Bottom line: Give your financial model as much care and attention as you give your investor presentation.
2. Remember who you are audience is
Many startup financial models used for fundraising ARE internal planning tools, but you don’t need to highlight that fact. A third party should be able to read and understand your model to extract its maximum value.
Present your assumptions clearly and logically, using formulae to “show your work”. Avoid using hard-wired numbers so that the reviewer can understand your calculations.
As we see a lot of financial models, want to know one of our pet hates? Headcount tables that don’t specify the title or function of the resource, but just use a first name as the label. It’s as much of a let-down to the reader as a very prominent typo.
Remember, most investors, and certainly, all VCs, have had formal financial training and can spot a formula error in an instant. You wouldn’t be proud of typos in your investor presentation, so make sure you audit your financial model before you send it out. Better still, get someone else to do it for you.
Our favourite trick? Send your model to a trusted friend, colleague or fellow founder and ask them to find the three deliberate errors. They will always find something you missed.
3. Make the logic for growth clear
Your financial model is like a pitch deck with superpowers. It tells your startup’s value creation story logically and persuasively. So use it to your advantage! To strike a balance between conservatism and exuberance - think about logical ambition. That is, a clearly set out value build-up based on sensible assumptions but with a growth mindset.

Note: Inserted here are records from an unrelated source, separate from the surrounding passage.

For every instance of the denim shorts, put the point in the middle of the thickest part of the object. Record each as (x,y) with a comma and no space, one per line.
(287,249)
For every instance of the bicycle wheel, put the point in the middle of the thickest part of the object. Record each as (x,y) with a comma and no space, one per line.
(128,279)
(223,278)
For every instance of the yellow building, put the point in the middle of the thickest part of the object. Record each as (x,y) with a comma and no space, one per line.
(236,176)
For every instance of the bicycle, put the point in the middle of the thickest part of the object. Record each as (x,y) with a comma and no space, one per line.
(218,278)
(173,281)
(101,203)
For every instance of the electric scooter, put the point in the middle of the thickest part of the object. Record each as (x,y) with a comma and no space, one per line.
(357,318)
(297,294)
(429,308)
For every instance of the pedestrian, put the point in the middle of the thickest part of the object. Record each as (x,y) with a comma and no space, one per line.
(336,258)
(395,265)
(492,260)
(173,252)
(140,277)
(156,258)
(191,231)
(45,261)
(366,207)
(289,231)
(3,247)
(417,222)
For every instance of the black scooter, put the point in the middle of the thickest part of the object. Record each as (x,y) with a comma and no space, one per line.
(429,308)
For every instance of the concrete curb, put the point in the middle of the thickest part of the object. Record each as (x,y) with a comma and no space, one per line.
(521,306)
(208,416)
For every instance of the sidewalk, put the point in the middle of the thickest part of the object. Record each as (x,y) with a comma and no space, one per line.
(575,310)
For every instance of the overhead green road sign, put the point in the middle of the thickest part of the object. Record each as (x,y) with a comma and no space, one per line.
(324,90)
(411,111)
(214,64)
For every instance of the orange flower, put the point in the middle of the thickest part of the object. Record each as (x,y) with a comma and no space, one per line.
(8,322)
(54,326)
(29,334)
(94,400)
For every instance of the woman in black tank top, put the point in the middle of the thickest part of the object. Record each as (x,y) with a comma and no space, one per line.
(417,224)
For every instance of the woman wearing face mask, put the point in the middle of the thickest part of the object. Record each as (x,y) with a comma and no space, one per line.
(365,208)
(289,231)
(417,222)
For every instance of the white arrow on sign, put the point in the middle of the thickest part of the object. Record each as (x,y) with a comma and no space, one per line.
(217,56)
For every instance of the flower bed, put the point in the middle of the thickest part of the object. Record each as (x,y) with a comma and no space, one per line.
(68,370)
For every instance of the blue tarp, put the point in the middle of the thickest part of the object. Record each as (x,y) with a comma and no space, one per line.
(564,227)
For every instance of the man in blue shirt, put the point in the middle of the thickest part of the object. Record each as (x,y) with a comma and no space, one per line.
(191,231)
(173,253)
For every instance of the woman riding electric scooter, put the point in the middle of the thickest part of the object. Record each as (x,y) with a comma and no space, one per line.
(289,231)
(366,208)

Investors are on high alert for growth assumptions that lack credibility but equally applaud sensibly-presented ambition. Nobody knows how your eventual financial performance will actually turn out (aside from knowing it will be nothing like the projections) but the detailed and rational presentation of an attractive growth story will always win through.

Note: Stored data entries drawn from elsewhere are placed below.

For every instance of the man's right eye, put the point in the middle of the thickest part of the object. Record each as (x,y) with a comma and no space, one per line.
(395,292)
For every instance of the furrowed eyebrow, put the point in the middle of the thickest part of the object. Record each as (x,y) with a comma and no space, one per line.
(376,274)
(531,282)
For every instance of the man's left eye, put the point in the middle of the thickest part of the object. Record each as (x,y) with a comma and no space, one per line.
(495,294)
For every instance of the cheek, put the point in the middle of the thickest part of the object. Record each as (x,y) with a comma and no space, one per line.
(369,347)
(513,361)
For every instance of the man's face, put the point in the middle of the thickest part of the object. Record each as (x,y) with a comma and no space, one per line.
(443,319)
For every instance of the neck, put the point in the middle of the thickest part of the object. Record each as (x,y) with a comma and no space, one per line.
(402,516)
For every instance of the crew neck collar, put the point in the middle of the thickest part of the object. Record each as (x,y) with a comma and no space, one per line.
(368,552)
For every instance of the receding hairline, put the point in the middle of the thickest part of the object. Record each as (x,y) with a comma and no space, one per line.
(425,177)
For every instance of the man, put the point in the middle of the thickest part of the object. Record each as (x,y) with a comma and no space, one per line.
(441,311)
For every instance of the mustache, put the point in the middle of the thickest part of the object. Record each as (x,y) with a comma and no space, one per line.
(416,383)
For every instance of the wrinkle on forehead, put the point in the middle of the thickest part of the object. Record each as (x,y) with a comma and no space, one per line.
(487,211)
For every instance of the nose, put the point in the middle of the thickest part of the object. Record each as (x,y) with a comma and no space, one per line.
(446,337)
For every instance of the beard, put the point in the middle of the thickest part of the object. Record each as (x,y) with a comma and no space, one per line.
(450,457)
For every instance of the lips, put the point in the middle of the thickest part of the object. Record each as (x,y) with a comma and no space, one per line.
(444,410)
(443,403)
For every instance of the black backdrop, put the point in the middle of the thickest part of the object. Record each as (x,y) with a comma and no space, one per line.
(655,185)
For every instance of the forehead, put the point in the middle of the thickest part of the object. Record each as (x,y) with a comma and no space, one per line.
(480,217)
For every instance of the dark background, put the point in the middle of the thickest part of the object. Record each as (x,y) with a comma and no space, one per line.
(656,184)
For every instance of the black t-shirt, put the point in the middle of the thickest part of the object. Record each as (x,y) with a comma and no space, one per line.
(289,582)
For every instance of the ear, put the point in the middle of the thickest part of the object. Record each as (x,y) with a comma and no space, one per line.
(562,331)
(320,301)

4. Make sure your model and your pitch deck match
Inconsistencies between your investor presentation and financial model are a big turn-off for investors. Errors like this are usually caused by poor version control or insufficient sleep. They suggest a lack of care and attention to detail and nothing can destroy your credibility faster.

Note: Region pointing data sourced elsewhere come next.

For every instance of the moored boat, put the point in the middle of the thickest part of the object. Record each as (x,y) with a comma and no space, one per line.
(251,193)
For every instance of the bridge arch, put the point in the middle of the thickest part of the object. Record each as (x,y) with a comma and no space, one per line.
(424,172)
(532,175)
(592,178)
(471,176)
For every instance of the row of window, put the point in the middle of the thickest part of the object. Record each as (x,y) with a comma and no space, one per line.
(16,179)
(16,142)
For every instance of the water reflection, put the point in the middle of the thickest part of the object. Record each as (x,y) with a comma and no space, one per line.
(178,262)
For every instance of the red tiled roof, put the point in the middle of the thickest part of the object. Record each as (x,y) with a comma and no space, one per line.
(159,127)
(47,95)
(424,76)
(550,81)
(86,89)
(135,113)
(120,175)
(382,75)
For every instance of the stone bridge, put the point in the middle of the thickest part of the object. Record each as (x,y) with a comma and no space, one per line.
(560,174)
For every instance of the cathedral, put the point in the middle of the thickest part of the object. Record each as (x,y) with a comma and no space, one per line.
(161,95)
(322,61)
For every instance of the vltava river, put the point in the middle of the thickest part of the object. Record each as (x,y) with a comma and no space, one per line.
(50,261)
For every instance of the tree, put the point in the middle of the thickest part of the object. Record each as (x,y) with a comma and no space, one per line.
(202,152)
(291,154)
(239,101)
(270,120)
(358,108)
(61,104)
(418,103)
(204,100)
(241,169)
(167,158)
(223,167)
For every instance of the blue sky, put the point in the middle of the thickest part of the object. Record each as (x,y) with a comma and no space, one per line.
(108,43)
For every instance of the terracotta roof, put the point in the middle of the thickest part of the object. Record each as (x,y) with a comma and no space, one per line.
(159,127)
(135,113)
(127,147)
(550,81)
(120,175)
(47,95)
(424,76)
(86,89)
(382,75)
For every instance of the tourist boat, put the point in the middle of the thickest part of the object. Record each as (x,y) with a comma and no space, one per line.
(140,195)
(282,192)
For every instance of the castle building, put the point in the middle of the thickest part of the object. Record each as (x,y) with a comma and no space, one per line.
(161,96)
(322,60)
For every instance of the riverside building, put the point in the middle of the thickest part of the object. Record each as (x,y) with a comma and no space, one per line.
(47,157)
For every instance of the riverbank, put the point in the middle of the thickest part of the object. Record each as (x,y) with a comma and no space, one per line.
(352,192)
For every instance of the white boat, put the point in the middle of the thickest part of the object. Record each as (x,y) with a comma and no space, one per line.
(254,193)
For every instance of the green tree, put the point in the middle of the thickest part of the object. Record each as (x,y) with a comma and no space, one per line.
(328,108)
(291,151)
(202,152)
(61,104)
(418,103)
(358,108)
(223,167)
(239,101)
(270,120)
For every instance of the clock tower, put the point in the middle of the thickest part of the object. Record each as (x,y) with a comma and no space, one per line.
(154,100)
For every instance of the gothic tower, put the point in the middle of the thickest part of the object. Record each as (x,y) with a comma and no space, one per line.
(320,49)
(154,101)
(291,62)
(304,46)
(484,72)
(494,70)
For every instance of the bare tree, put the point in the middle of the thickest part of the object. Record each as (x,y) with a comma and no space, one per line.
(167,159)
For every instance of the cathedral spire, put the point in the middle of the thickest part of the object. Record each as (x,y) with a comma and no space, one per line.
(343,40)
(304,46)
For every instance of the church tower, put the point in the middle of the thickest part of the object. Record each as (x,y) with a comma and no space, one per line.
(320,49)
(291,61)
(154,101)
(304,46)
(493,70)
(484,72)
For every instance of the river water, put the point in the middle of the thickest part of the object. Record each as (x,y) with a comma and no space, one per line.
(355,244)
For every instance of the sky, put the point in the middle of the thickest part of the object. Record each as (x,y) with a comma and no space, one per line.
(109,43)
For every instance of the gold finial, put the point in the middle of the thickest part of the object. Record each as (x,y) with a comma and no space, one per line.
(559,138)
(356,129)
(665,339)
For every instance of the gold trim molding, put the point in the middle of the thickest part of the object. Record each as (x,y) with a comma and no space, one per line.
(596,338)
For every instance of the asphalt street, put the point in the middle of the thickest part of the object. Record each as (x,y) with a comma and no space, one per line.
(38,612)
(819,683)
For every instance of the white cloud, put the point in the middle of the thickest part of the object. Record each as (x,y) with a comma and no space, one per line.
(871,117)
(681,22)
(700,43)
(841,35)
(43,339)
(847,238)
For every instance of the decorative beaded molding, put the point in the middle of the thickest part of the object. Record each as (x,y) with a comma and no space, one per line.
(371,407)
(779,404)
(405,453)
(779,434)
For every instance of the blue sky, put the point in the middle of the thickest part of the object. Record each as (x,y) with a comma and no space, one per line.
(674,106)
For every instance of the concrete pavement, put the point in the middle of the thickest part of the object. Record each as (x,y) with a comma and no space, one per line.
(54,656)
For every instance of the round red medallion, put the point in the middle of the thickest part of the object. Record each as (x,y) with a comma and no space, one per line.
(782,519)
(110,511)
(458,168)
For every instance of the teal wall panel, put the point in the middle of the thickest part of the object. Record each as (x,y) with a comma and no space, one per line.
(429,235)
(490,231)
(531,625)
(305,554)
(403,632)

Less destructive, but still to be avoided, are differences in your presentation. For example, lines of business that are labelled differently in your pitch deck and your financial model, or cash flow line items being aggregated differently.
Top tip: Make it as easy as possible for investors to connect the dots from one document to the other.
5. Tell the story the investor wants to hear
Have you ever asked a shoe shop for a particular shoe in a particular size, only to be told, “sorry we have it in every size but yours?” It’s not useful.
So why do so many startups present financial models to investors that don’t demonstrate the growth potential an investor requires? Investors are smart — they know things won’t turn out as initially planned. But they will still expect to see numbers presented which generate typical target returns.
Similarly, investors are concerned about cash. The highlight of your model should demonstrate how their funding will be deployed; over what time period; and what the business will have achieved as a result of that investment. Show them also how much additional funding will be required before your business will reach break-even; and how much cash the mature business is capable of generating.
Top tip: Present profits as well as cash flow by all means, but ensure that cash is highlighted.
Building a great financial model is not easy. It requires skillsets that many founders don’t naturally have. But there are many advisors and consultants out there who are willing to help, and loads of online resources to guide you through the process.
Your financial model is at least as important in the presentation of your investor proposition as your pitch deck. It can give you and your team huge credibility, or destroy it in a heartbeat. Take the time to get it right, and always have it audited and sense-checked by a friendly advisor or mentor.